Public Law 101-649 101st Congress – Nov. 29, 1990
Although amended, some parts were repealed. TITLE VI—EXCLUSION AND DEPORTATION still applies.
1952 Immigration and Nationality Act, a.k.a. the McCarran-Walter Act
H.R. 13342; Pub.L. 414; 182 Stat. 66.
82nd Congress; June 27, 1952.
Otherwise known as the McCarran-Walter Act, the Immigration and Nationality Act of 1952 was meant to exclude certain immigrants from immigrating to America, post World War II and in the early Cold War. The McCarran-Walter Act moved away from excluding immigrants based simply upon country of origin. Instead it focused upon denying immigrants who were unlawful, immoral, diseased in any way, politically radical etc. and accepting those who were willing and able to assimilate into the US economic, social, and political structures, which restructured how immigration law was handled. Furthermore, the most notable exclusions were anyone even remotely associated with communism which in the early days of the Cold War was seen as a serious threat to US democracy. The main objective of this was to block any spread of communism from outside post WWII countries, as well as deny any enemies of the US during WWII such as Japan and favor “good Asian” countries such as China.
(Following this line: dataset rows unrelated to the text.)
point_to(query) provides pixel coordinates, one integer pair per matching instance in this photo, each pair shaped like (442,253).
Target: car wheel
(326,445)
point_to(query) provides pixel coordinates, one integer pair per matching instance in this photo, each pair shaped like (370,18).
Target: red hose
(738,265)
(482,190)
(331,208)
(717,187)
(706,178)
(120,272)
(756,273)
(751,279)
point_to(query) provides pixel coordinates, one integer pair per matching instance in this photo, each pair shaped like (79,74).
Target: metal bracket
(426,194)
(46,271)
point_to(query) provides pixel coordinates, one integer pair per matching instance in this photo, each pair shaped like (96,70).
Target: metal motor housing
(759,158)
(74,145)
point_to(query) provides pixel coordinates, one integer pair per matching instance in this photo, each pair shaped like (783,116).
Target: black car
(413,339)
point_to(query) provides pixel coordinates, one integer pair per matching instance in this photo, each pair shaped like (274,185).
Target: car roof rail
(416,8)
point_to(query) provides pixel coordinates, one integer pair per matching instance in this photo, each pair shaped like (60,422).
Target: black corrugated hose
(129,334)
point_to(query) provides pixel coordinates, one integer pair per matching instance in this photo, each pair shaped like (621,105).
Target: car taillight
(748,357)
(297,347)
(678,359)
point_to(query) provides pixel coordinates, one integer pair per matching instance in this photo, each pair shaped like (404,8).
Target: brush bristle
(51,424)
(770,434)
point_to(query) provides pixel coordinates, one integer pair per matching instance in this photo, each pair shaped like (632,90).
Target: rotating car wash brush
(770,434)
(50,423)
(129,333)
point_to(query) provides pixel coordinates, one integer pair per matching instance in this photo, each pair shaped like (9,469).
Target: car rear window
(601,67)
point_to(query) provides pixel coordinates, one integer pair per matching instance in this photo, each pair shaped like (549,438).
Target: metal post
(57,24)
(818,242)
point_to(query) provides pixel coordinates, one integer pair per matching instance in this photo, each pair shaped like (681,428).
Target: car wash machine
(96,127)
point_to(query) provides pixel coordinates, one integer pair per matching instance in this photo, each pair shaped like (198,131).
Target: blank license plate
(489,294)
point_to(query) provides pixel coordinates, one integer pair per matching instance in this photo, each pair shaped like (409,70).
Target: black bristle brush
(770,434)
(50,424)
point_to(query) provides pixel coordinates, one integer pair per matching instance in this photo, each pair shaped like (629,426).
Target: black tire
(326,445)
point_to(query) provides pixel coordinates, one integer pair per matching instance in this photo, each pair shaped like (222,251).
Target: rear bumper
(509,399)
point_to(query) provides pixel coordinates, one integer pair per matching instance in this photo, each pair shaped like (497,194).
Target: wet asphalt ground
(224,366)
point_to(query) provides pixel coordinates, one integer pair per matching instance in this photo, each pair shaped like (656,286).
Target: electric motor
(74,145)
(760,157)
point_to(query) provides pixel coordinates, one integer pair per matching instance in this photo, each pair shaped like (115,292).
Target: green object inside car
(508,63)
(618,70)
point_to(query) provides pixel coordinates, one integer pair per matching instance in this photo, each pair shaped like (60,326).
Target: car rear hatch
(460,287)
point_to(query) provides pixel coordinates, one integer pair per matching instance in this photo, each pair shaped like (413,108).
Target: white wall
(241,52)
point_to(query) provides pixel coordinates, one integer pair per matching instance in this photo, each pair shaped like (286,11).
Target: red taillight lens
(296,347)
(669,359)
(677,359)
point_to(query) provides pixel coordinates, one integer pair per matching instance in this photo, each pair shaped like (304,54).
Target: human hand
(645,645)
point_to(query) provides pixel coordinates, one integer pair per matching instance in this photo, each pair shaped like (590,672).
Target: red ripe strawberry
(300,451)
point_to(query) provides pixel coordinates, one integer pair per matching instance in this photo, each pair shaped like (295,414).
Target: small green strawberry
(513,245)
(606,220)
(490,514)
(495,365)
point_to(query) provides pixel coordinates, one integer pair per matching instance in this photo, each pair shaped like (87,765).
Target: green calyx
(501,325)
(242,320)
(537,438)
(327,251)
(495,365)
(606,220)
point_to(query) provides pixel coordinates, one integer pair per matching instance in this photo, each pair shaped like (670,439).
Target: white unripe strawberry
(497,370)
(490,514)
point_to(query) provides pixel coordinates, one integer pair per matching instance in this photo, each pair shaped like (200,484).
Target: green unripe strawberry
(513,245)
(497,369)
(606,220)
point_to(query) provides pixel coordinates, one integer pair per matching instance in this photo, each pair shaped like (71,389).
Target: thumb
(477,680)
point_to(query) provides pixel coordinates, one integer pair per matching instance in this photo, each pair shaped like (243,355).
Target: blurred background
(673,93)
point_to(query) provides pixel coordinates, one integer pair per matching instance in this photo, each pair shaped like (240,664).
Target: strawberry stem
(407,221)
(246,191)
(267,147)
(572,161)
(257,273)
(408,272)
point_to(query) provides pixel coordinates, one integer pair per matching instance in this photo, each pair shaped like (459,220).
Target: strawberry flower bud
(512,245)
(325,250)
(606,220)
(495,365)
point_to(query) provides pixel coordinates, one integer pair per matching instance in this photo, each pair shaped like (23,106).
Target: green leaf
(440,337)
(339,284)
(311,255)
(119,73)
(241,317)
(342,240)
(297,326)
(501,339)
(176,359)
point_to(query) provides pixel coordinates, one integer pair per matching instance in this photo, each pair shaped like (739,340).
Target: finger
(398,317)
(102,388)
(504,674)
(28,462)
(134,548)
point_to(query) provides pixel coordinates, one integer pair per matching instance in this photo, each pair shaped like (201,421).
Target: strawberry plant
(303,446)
The McCarran-Walter Act was a strong reinforcement in immigration selection, which was labeled the best way to preserve national security and national interests. President Truman originally vetoed the law, deeming it discriminatory; however there was enough support in Congress for the law to pass.
(Summary by Wade Johnson) Click HERE.
AN ACT TO revise the laws relating to immigration, naturalization, and nationality; and for other purposes. Click HERE.
“Wouldn’t it have been interesting if, at some point during the presidential campaign, if one of the candidates asked, “Oh, by the way, has anyone in Washington, D.C., ever heard of the McCarran-Walter Act Of 1952?”
I did not know of this act until recently, but it has been a law for almost 65 years.
Here are the historic facts that would seem to indicate that many, if not most, of the people we elect to work for us in Washington do not have the slightest idea of what laws already exist in OUR country.
After several terrorist incidents were carried out in the United States, Donald Trump was severely criticized for suggesting that the U.S. should limit or temporarily suspend the immigration of certain ethnic groups, nationalities and even people of certain religions (Muslims). The criticisms condemned such a suggestion as, among other things, being un-American, dumb, stupid, reckless, dangerous and racist.
Congressmen and senators swore that they would never allow such legislation, and our president called such a prohibition on immigration unconstitutional.
As Gomer Pyle would say, “Well, surprise, surprise!”
It seems that the selective immigration ban is already law and has been applied on several occasions.
Known as the McCarran-Walter Act, the Immigration and Nationality Act of 1952 allows for the “suspension of entry or imposition of restrictions by the president, whenever the president finds that the entry of aliens or of any class of aliens into the United States would be detrimental to the interests of the United States.
“The president may, by proclamation, and for such a period as he shall deem necessary, suspend the entry of all aliens or any class of aliens, immigrants or non- immigrants, or impose any restrictions on the entry of aliens he may deem to be appropriate.”
Who was president when this was passed?
Harry Truman. Who do you suppose last used this process?
Jimmy Carter, no less than 37 years ago, in 1979 to keep Iranians out of the United States. But he actually did more. He made ALL Iranian students, already in the United States, check in with the government. And then he deported a bunch of them.
Seven thousand were found in violation of their visas, and a total of 15,000 Iranians were forced to leave the USA in 1979.
So, what do you say about all of the criticism that Donald Trump received from the Democratic senators, representatives and the Obama Administration?
Additionally, it is important to note that the McCarran-Walter Act also requires that an “applicant for immigration must be of good moral character and in agreement with the principles of our Constitution.”
Therefore, one could surmise that since the Quran forbids Muslims to swear allegiance to the U.S. Constitution, technically, ALL Muslims should or could be refused immigration to OUR country.”